Estaba desesperado, fui a buscarla y le prometí que haría todo lo
posible para que nuestra vida cambiara. Nuestros hijos no han sabido
nada, viven lejos y los vemos poco. Ahora mi prioridad es salvar
nuestro matrimonio, lo demás son tonterías. Por eso estoy
organizando una cena con algunos amigos y parientes, para empezar
de nuevo, dijo Carlos.
- Me alegra saber
que estéis intentando daros una segunda oportunidad, pero me siento
un poco culpable por el tiempo que tú me has dedicado cada jueves
a mí; quizás hubieras podido estar más con Laura. Dijo Elisa.
- ¡Pero qué estás
diciendo! Las citas de los jueves me daban fuerza para seguir
adelante. Contigo llegaba a olvidarme de mis problemas. Nos hemos
ayudado los dos ¿No te parece?
- ¡Si tú lo dices!
¡Qué listo que eres, me has convencido! Iré a cenar a vuestra
casa, ¿Qué puedo llevaros?
- No traigas nada.
Luís, el hermano de Laura, te pasará a recoger, no quiero que
conduzcas de noche.
Hicieron la cena en
el jardín, la comida era excelente y la gente simpática. Elisa se
sentó al lado de Miguel, una amigo de la hermana de Laura, que
desde hacía poco tiempo se había separado de su esposa, con él
habló toda la noche. A Miguel también le gustaba coger las
maletas y dar la vuelta al mundo, por eso Elisa disfrutó con él
hablando de viajes.
Al cabo de unos
días, Miguel la llamó y comenzaron a salir juntos. Elisa poco a
poco dejó de ir a cenar con el grupo de matrimonios.
Por aquel entonces
Carlos dejó de visitarla, pero Elisa apenas se dio cuenta de ello,
porque todo parecía seguir el curso natural.
Elisa siguió
viviendo sola, pero salía con Miguel los fines de semana. Cada uno
tenía su propio departamento, a veces ella se quedaba en la casa de
Miguel o él en casa de ella. Elisa no sabía cómo llamar a Miguel
cuando se lo presentaba a sus amigos:
- ¿Mi novio o mi
pareja o mi compañero?
Al final les decía:
-Éste es Miguel, mi
amigo.
Desde que salía con
Miguel, se sentía menos culpable, tal vez porque había empezado a
ir a caminar a lo largo del río. A veces iba sola, pero a menudo
quedaba con dos amigas que vivían cerca de su casa. Sentía que ir
un rato caminar era bueno para ella. Intentaba ir tres veces por
semana.
Una tarde de
octubre, mientras caminaba rápido por el sendero del río, Elisa
adelantó a un hombre de unos setenta años y notó que llevaba un
zapato desatado. El hombre llevaba sobre sus hombros a un niño
pequeño, tal vez fuera su nieto.
- Disculpe, su
zapato está desabrochado, tenga cuidado podría caerse, le dijo
Elisa.
- Gracias, ya me
había dado cuenta, pero con el niño a cuestas no puedo hacer nada.

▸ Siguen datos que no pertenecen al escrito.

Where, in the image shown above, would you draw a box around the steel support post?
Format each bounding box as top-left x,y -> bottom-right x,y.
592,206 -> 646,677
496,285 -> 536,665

Por suerte me me falta poco para llegar a casa, le dijo el hombre.
- ¿Quiere que le
ate el zapato? Le preguntó Elisa.
- Me encantaría,
respondió el hombre.
Elisa se agachó y
estaba haciéndole una doble lazo a los cordones de la zapatilla,
oyó su voz que decía:
- No sabe cuanto se
lo agradezco, desde que era pequeño, nadie me había vuelto a atar
los zapatos. Usted me ha devuelto un recuerdo de la infancia.
Elisa se despidió
del hombre del zapato, siguió caminando y observando a la gente
que corría o paseaba. Aquel día era jueves. Pensó en las citas de los jueves y en lo poco feliz que era ella entonces. Ahora el mundo le parecía más hermoso y se sentía más segura y realmente satisfecha con su vida.